Unfortunately the story gets bogged down by a horde of trash fetch quests that make no effort to mask that they are trash fetch quests. Much like every MMO ever made, every town has a gaggle of "!" icons on the minimap representing every Tom, Dick, and Harry that wants you to go find X or kill Y. Even the main quest is pretty much nothing more than a string of "Go to this town and speak to Bob", who is in the next area. When you speak to Bob, Bob tells you to go speak with Frank, who is in the next area, and so on and so forth. Each area has a handful of the piddly side quests that provide just enough experience to bump you up to the necessary experience level to handle the monsters of the next zone.
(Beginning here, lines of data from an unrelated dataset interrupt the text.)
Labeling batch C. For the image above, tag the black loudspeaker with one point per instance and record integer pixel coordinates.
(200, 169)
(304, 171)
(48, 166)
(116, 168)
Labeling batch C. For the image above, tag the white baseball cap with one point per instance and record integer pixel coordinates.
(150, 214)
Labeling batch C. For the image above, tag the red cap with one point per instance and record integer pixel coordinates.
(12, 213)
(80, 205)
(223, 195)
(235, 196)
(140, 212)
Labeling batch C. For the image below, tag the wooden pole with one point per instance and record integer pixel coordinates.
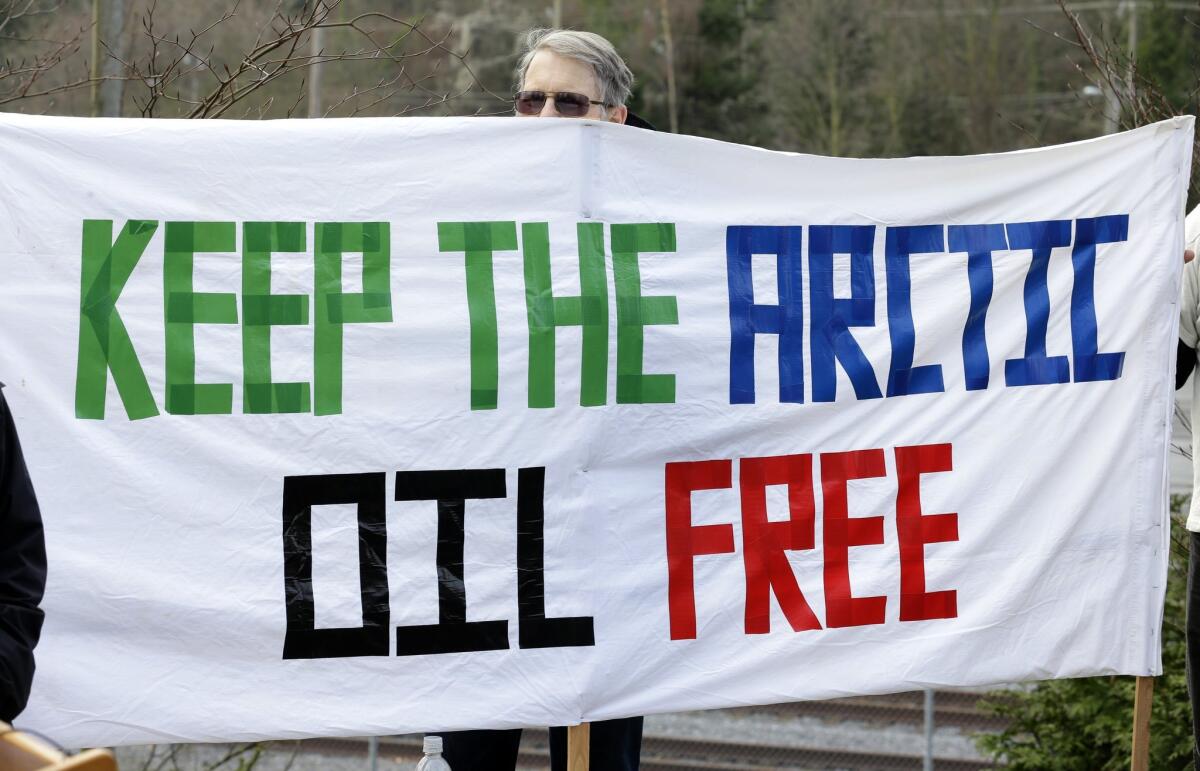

At least he didn't call him Bro. |
The score is forgettable, and keeps with the trend of borrowing. There are echoes of better games in the music of this game, masked under blander overlays. It winds up being serviceable, but ultimately not anything I'm going to go rushing out to find the OST for. A lot of times the game tries to try for dynamic music that changes with what's going on onscreen, but this often fails by not triggering fight music right away, and then continuing it well after a battle is over and I've wandered on. It's kind of sloppy.
For all that I'm bitching, I'm actually not going to say Kingdoms Of Amalur: Reckoning is a bad game. It's just not a great game either, and it left me feeling fairly disappointed. Maybe I just had high expectations, maybe it was the pedigree of the men involved. I wasn't expecting the pinnacle of Western RPGs, but I was kind of hoping to be blown away by a deep, epic fantasy game. Instead I got an offline MMO experience. It wasn't even a bad MMO experience, but if I wanted to play an MMO I'd resurrect my old World Of Warcraft account, or go play Guild Wars 2 or something.
I haven't beaten the game yet, and the story is enough to make me want to keep going at least a little while longer. If you can find this one on sale for cheap, and you're really jonesing for something that will keep you occupied? You could actually do a lot worse than Kingdoms Of Amalur: Reckoning. But if you're looking to have your socks rocked off, there are a lot of better games out there.
Play time: 9 hrs
Finished: No
Recommended: Kinda.
Available For: PC, Xbox 360, PS3
Sidenote - I bought this game ridiculously cheap ($7.99) on Gamefly, which forced me to install Gamefly's client to install it. Then, to play it, I had to install Origin's client. I have to admit, this made me very unhappy. The more I look through Origin, the more I realize how much it sucks. Hell, they don't even have a dedicated screenshot key; I had to use Fraps to get these. Fuck Origin. It was almost not worth the savings.